L'Empereur
6.5
L'Empereur

Documentaire de Luc Jacquet (2017)

Cours-y vite ! Le bonheur est sur la banquise...

En 2005, Luc Jacquet nous avait déjà transportés avec son film "La Marche de l'empereur", qui nous avait fait découvrir la vie héroïque des manchots empereurs, naissant sur la banquise et trouvant, on ne sait toujours pas comment, leur chemin vers la mer, élément nécessaire à leur subsistance.

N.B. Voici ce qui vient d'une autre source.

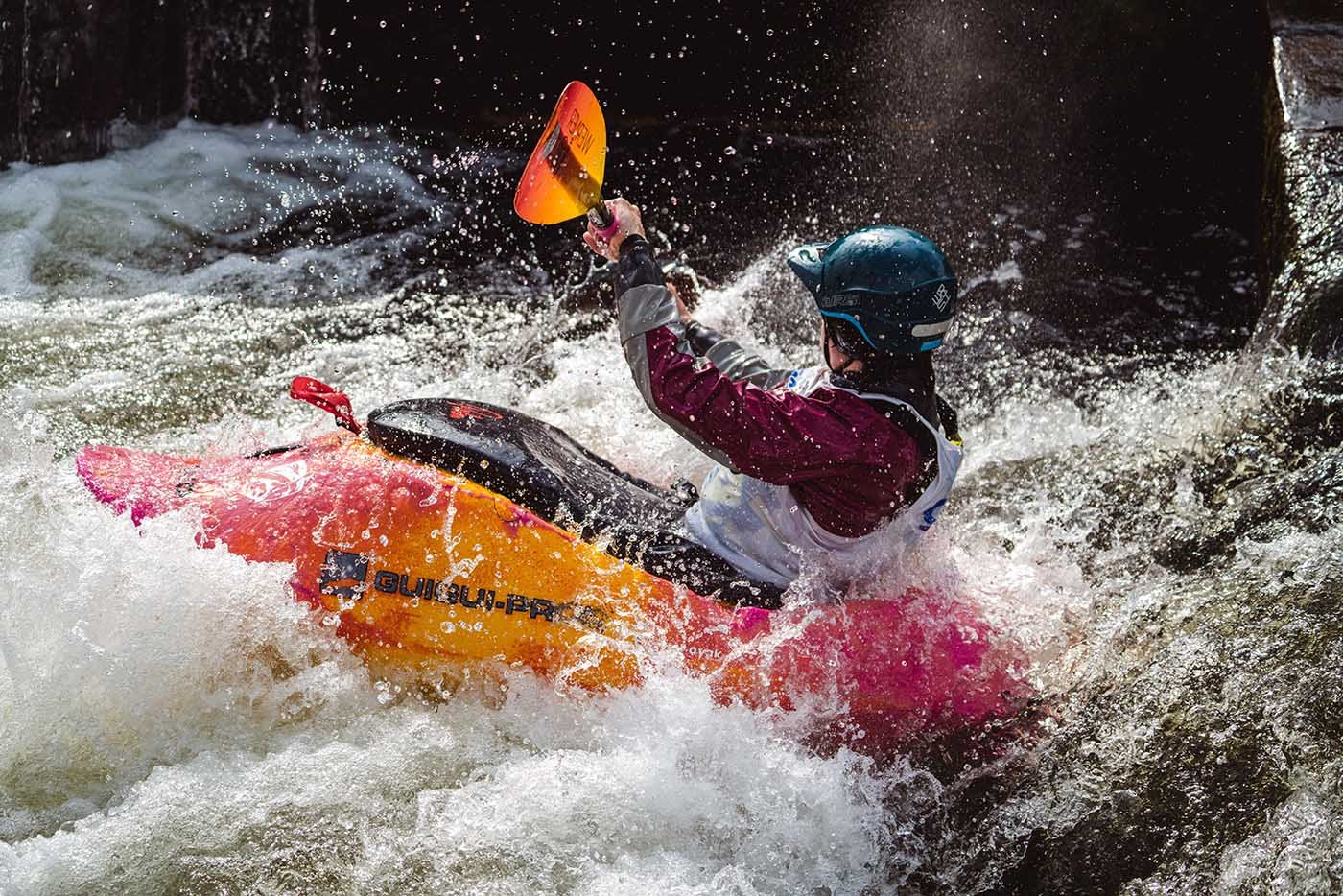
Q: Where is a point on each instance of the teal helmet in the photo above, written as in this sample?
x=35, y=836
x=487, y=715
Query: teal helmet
x=883, y=291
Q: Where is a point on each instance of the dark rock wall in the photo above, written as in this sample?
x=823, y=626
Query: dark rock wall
x=1305, y=188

Douze ans après, accompagnant la mission Antarctica, le réalisateur revient vers ces animaux, avec la jubilation palpable que l'on a à retrouver des amis, et expose, de manière plus intime, les conditions de leur venue au monde et de leur survie véritablement miraculeuse jusqu'à l'âge adulte. Et il nous ravit, au sens ancien du terme, où l'on pouvait parler des "loups ravissants" pour désigner la fâcheuse tendance de ces grands prédateurs à attraper et à emporter des animaux plus petits qu'eux. Pendant 1h22, on se retrouve ainsi rivés à la banquise immaculée de l'écran, subjugués par des paysages à couper le souffle, et infiniment émus par une aventure qui nous rappelle l'extrême fragilité de toute vie.

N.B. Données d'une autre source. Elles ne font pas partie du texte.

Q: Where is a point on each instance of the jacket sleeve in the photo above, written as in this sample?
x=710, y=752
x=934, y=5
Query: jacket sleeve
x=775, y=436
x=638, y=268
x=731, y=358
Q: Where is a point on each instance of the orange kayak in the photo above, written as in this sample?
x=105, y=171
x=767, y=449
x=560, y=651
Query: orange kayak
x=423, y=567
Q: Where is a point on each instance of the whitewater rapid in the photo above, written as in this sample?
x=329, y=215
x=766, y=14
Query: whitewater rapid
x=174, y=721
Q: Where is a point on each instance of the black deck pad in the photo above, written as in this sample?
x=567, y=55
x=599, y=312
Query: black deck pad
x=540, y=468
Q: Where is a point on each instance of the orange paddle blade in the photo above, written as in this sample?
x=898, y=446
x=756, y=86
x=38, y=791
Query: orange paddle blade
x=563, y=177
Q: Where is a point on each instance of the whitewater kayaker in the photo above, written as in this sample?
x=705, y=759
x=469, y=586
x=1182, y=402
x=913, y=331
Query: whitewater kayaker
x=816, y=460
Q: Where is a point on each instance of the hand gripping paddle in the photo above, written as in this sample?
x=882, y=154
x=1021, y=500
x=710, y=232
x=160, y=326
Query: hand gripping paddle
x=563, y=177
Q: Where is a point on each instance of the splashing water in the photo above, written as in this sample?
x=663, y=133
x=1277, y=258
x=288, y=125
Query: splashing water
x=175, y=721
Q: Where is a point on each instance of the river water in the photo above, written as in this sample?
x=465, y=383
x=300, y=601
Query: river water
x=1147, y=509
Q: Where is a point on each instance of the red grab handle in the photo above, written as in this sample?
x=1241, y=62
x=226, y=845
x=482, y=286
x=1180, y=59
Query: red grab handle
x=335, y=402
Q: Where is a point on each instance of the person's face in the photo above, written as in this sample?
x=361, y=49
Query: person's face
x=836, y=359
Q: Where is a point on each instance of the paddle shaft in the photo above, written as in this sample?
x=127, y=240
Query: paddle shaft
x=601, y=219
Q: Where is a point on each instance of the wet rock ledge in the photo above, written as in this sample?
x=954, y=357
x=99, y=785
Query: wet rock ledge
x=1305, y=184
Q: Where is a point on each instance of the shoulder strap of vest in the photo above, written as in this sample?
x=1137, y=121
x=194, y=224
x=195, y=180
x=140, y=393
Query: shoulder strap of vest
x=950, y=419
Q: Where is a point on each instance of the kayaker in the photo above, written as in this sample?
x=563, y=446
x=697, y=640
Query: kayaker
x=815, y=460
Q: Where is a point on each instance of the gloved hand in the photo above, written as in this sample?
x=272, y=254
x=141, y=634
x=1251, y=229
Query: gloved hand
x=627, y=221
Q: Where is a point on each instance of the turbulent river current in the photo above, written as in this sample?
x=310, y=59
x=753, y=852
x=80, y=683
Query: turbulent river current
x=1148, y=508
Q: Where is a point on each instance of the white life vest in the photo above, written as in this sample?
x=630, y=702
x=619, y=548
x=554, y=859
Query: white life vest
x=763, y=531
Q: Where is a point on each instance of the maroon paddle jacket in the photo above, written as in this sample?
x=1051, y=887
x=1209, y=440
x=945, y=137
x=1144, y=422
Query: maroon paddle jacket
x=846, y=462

Le principe directeur de la démarche filmique semble être l'immersion. Le film s'ouvre en une plongée verticale sur la surface bleue dense de la mer, sur laquelle les jeux des manchots empereurs éveillent des diamants. On est surpris de leur vivacité, de leurs déplacements de vif argent, qui rendront plus criant le contraste lorsqu'on les retrouvera infiniment plus gauches sur la surface terrestre, tantôt cheminant comme des dignitaires prudents, tantôt glissant sur leur abdomen rebondi, en mode luge. Mais la caméra, amoureuse, s'approche aussi au plus près, s'enfonce dans leur plumage épais, qui semble à la fois fourrure et duvet. On fond, devant les salutations échangées lors des retrouvailles, face aux flexions si gracieuses d'un cou pourtant large et épais, face à l'inclinaison de la tête et à l'enfoncement si humble du long bec dans son propre poitrail. Rituel qui, pour l'œil profane qui est le nôtre, ne paraît pas si éloigné de celui qui nous est montré lors de la parade amoureuse... Et l'on voit là une profonde sagesse...

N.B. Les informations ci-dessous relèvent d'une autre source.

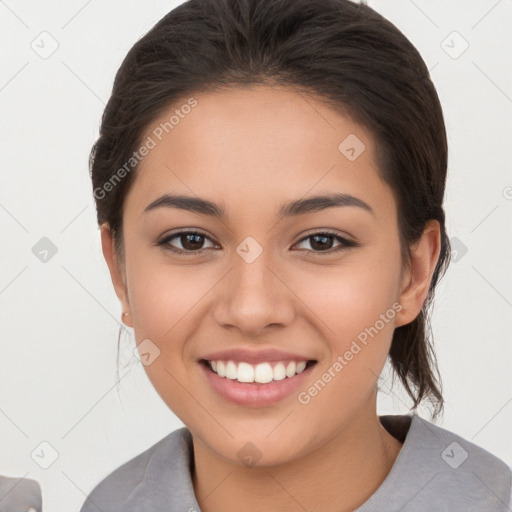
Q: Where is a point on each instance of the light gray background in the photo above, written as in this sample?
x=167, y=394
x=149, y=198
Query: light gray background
x=60, y=318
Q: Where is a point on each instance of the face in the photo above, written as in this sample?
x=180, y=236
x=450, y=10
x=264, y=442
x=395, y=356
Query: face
x=322, y=284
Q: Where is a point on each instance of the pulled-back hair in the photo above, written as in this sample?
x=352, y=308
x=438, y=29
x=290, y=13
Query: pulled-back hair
x=344, y=53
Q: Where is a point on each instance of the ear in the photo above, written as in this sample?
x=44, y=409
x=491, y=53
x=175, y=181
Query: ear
x=417, y=278
x=117, y=273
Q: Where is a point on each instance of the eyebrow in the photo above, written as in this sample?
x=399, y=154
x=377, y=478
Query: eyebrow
x=290, y=209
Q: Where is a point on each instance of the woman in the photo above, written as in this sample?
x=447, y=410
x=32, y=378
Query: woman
x=269, y=183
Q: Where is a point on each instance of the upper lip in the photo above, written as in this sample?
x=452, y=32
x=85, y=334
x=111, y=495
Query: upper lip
x=254, y=356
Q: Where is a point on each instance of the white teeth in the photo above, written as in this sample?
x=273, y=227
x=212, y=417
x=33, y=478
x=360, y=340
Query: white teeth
x=245, y=372
x=231, y=370
x=290, y=369
x=261, y=373
x=279, y=371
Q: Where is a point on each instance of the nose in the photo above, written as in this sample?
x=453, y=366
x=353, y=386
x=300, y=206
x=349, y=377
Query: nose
x=254, y=297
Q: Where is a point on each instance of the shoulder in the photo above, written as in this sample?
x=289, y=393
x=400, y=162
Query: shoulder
x=131, y=479
x=460, y=470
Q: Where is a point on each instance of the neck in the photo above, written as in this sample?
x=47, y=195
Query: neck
x=341, y=475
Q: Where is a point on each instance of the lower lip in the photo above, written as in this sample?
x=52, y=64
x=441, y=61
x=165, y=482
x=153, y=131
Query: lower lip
x=252, y=394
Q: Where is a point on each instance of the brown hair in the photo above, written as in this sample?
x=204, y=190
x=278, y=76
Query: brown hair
x=347, y=55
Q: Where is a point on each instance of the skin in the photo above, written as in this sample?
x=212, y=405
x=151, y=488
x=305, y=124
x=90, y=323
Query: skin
x=251, y=150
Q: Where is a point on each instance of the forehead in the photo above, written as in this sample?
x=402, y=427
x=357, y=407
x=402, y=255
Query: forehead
x=249, y=143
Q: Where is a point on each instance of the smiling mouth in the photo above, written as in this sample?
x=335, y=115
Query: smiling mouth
x=261, y=373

Même émotion admirative devant l'infinie délicatesse du couple pour faire passer l'énorme et unique œuf de l'un à l'autre, puisque celui-ci, couvé sur les pattes parentales, ne doit pas connaître longuement le contact avec le sol, sous peine d'une congélation fatale ; or il faut bien que les géniteurs puissent aller s'alimenter alternativement dans l'océan qui leur fournit leur subsistance.


On souffre avec eux, lorsque les tempêtes glaciales contraignent les manchots empereurs à se resserrer l'un contre l'autre et à former comme une grande tortue, d'où s'élèvent quelques cris plaintifs, au creux de la vallée où se produisent les naissances. Instinct de survie que les petits ne tardent pas à retrouver, lorsqu'ils sont assez grands pour être livrés à eux-mêmes, pendant que les parents sont partis pêcher. A la faveur de ces déplacements des adultes, on découvre que ce que l'on nomme, sous nos latitudes, "banquise", recouvre en réalité des paysages totalement différents, rarement plats et lisses comme la surface d'un iceberg, mais le plus souvent tourmentés, montueux, sculptés, au gré d'une variété qui n'en finit pas de changer selon la météorologie et qui aurait de quoi rendre fou, éperdu, le preneur d'images qui prétendrait recueillir toute la beauté du monde.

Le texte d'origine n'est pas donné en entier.